Thoughts on the Likely Government Shutdown

A government shutdown is not just a hypothetical in a debating contest. It will affect real people.

A continuing resolution for the remainder of the current fiscal year will not solve any long-term (or, really, even short-term) fiscal problems.   As such, it does not strike me as a wise place to have a fight–especially one that will lead to a government shutdown, since a government shutdown will create its own fiscal problems by creating costs associated with recovering from the shutdown (and generate, in general, a host of inefficiencies).

Given that the Democrats appear willing to accede to a number of Republican cuts, it would seem that they should take those gains and move on to bigger fights.

Further, I find it rather frustrating that there seems to be little acknowledgement from the Republican of this issue that a shutdown will actually affect real people.  And I am not even specifically thinking about issues of people receiving services (although that is an issue worthy of consideration as well), but government employees (including deployed troops) who may miss at least one paycheck (if not more, depending on duration).  Yes, they will eventually be compensated in full (with all of the commensurate inefficiencies entailed in such circumstances) but since most people rely on their paychecks to pay bills on the table right now, deferred payment is going to create any number of headaches for thousands upon thousands of persons whose only crime is working for the federal government (again, including members of the US military who are, in fact, public sector employees).

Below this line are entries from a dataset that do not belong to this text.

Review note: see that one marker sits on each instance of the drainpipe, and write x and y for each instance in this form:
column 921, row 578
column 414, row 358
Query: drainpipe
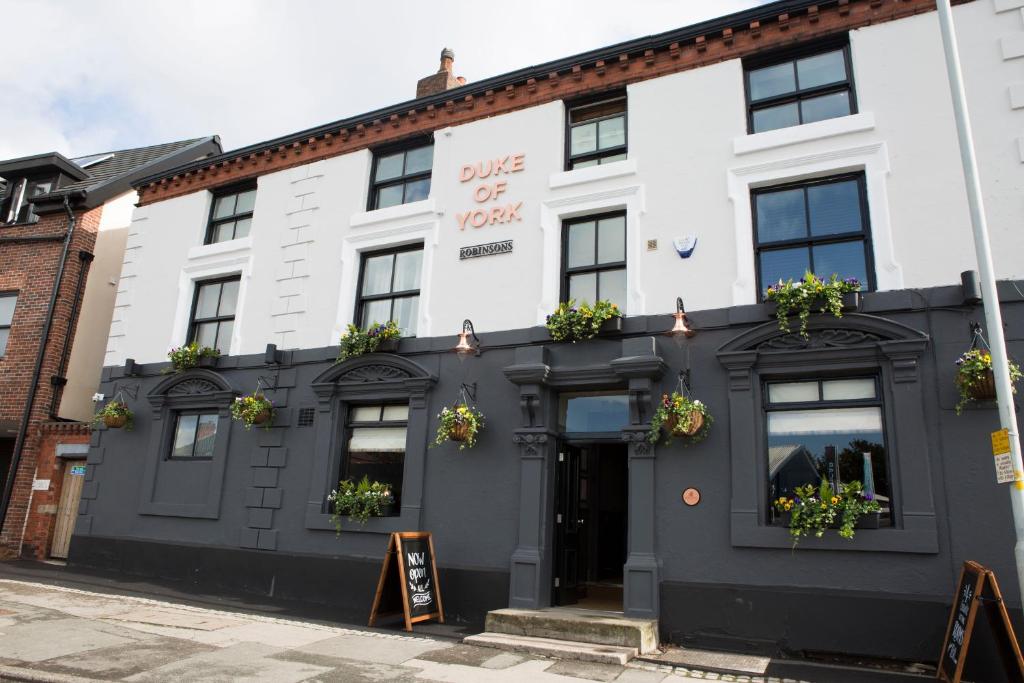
column 40, row 356
column 59, row 380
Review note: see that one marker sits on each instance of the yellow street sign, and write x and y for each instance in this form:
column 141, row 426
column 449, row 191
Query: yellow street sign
column 1000, row 441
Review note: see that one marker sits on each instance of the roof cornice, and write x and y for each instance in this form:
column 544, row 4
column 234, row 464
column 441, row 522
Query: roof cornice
column 739, row 35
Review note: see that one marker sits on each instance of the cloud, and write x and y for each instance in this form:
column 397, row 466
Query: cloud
column 118, row 74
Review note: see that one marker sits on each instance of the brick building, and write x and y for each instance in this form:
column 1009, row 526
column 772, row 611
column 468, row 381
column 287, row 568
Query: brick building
column 60, row 220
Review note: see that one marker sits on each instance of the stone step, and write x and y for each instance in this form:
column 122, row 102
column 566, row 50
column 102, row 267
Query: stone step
column 562, row 649
column 579, row 626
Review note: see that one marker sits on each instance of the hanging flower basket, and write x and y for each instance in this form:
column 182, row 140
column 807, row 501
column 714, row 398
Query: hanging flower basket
column 460, row 424
column 192, row 355
column 681, row 417
column 688, row 427
column 975, row 380
column 254, row 409
column 815, row 509
column 811, row 293
column 378, row 337
column 115, row 415
column 571, row 324
column 359, row 501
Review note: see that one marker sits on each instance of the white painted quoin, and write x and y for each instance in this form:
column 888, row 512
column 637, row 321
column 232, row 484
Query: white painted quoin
column 690, row 168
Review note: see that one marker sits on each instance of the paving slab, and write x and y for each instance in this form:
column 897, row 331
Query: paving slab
column 373, row 648
column 727, row 662
column 591, row 671
column 245, row 662
column 502, row 660
column 641, row 676
column 117, row 663
column 38, row 641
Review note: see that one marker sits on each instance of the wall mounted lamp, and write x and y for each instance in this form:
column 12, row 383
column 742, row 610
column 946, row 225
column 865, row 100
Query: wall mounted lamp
column 680, row 329
column 464, row 347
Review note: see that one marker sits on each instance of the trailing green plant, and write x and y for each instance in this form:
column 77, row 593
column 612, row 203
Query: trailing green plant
column 974, row 371
column 460, row 424
column 801, row 297
column 187, row 356
column 813, row 510
column 115, row 415
column 356, row 342
column 680, row 417
column 254, row 409
column 570, row 323
column 358, row 501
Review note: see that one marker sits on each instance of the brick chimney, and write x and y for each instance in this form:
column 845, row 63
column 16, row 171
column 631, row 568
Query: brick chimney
column 442, row 80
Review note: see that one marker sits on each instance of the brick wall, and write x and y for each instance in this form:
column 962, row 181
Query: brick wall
column 30, row 269
column 42, row 510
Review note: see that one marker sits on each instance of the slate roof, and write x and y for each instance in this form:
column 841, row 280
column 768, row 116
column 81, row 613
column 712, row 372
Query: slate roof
column 115, row 175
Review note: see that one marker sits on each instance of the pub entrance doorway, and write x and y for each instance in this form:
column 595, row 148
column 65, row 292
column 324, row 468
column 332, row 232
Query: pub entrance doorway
column 591, row 509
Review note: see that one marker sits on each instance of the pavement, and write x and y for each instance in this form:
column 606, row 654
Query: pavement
column 60, row 634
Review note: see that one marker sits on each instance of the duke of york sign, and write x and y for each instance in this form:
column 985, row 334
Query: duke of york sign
column 492, row 185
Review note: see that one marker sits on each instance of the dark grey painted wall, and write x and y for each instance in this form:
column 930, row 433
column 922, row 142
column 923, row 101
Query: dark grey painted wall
column 470, row 500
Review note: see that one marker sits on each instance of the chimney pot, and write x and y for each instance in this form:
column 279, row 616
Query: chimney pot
column 442, row 80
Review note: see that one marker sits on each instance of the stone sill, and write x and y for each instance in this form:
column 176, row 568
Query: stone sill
column 423, row 209
column 593, row 174
column 216, row 249
column 780, row 137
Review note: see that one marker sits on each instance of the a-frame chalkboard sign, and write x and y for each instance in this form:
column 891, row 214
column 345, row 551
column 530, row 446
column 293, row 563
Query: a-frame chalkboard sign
column 977, row 588
column 409, row 581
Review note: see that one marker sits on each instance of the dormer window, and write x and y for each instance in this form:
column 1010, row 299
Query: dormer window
column 16, row 206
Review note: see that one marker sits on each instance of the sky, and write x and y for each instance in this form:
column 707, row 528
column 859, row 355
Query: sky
column 83, row 78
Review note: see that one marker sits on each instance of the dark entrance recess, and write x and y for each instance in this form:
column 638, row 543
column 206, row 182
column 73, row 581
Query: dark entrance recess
column 6, row 451
column 591, row 525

Most of the people reading this post likely would have a hard time paying all of their bills if even one paycheck was disrupted (especially if one is paid on a monthly basis).  Sure, that shouldn’t be the case in theory (we should all have emergency funds and all that, just in case).  And while, no doubt, some of us could weather such a disruption without serious problems, the bottom line would remain that it would be a significant disruption.  And to what end?  To me, the goal is ultimately to score political points and engage in political theater.  The best possible interpretation is that a shutdown will help secure a pittance of additional budget cuts.  Neither the best nor worst scenario strikes me as worth it.

A key element of politics (and, more importantly, governing) is knowing which battles are worth fighting as well as which hills are worthy to die upon.  A handful of additional cuts, it strikes me, is not worth a government shutdown.

Further, the Republicans, and especially the Tea Party freshmen, need to understand that the institutional configuration of the US government is construed in such a way that controlling only one chamber of the legislature (not to mention lack of control of the veto-armed executive branch) simply means that one does not get everything one works.  Compromise is rather necessary under such conditions.

Back to the fundamental issue that strikes me about all of this:  a government shutdown is not just some symbolic action.  Rather, it affects real people.  It affects government employees, it affects people who receive services from the federal government, and it affects people whose businesses are linked, all or in part, to federal services (e.g., pharmacies that fill prescriptions for Medicare and Medicaid patients).   This is not some debate over lunch at the student union building where all that is at stake is making some half-formed philosophical argument.  This is real life.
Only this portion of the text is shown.